Cluster B login issues
Incident Report for OpenSRS
Postmortem

Incident Date: November 19, 2021
Incident Number: PR-2593

On November 19, 2021 at 7:55 PM ET, Tucows’ hosted email platform experienced service interruption impacting Webmail in Prod B. Tucows’ Network Engineering team was engaged to investigate the issue.

The service interruption was caused due to a DDoS attack.
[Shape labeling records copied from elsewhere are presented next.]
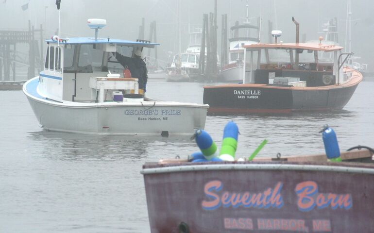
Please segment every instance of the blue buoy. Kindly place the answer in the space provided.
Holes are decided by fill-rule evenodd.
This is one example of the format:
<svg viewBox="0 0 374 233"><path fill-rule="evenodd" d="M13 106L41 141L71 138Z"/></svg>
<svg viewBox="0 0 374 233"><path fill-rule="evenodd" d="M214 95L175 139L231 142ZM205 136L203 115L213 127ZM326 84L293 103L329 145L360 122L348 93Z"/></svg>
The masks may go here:
<svg viewBox="0 0 374 233"><path fill-rule="evenodd" d="M210 160L213 158L218 157L219 153L217 145L206 131L197 130L194 137L197 146L206 159Z"/></svg>
<svg viewBox="0 0 374 233"><path fill-rule="evenodd" d="M322 138L327 159L332 162L341 162L339 145L334 130L329 127L328 125L324 125L323 129L320 133L322 133Z"/></svg>

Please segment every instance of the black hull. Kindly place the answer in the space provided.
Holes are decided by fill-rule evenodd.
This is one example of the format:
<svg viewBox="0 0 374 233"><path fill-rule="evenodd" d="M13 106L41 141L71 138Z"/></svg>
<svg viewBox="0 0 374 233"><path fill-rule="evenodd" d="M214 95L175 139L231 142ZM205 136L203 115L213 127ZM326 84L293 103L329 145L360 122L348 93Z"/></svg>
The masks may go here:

The abusive traffic was mitigated however it caused unexpected behaviour with one of our load balancers.

Tucows’ Engineering team increased the severity of the incident when we observed the external impact. 
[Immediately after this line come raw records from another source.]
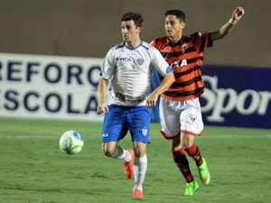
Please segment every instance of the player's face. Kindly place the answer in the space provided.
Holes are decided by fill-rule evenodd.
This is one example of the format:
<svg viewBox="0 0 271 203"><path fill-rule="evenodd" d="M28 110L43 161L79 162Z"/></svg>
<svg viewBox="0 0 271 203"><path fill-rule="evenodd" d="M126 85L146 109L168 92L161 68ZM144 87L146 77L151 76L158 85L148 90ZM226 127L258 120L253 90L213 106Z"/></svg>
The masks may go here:
<svg viewBox="0 0 271 203"><path fill-rule="evenodd" d="M169 14L165 17L164 28L170 39L181 39L184 25L184 23L180 21L176 15Z"/></svg>
<svg viewBox="0 0 271 203"><path fill-rule="evenodd" d="M123 21L121 23L121 33L125 42L131 43L139 37L140 27L134 21Z"/></svg>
At 9:55 PM ET, The engineering team failover the services to the secondary load balancer and restarted webmail nodes in a controlled manner to restore all the services successfully.

Tucows is to continue working with existing vendors to improve DDoS mitigation services to address and rectify DDoS attacks in a timely manner.

Tucows is to work with the vendor to investigate the root cause of the unexpected behavior on the load balancer.

Tucows is to enhance the monitoring for better visibility. 

Thank you,

Tucows Engineering Team

Posted Nov 24, 2021 - 16:34 UTC

Resolved
The engineering team has seen Cluster B as stable and has resolved the issue.

Incident Start Time: 11-20-2021 00:55:00 UTC
Incident End Time:11-20-2021 02:55:00 UTC
Total Duration:2 hours
Posted Nov 20, 2021 - 03:44 UTC
Monitoring
Our engineers continue to restart the webmail nodes and service appears to be functional at this time.

We will continue to monitor the issue and provide further details as they come.
Posted Nov 20, 2021 - 03:15 UTC
Update
Our Engineering team has failed the service to a secondary system and is currently restarting webmail nodes to bring the service back up.

Further updates to come.
Posted Nov 20, 2021 - 02:52 UTC
Update
Our engineering team continues to investigate the root cause of the Cluster B login issues and will provide further updates as they become available.
Posted Nov 20, 2021 - 02:02 UTC
Investigating
We are aware of degraded service affecting Cluster B with customers experiencing intermittent login issues.

Our engineering team is currently investigating
Posted Nov 20, 2021 - 01:27 UTC
This incident affected: Hosted Email (Cluster B).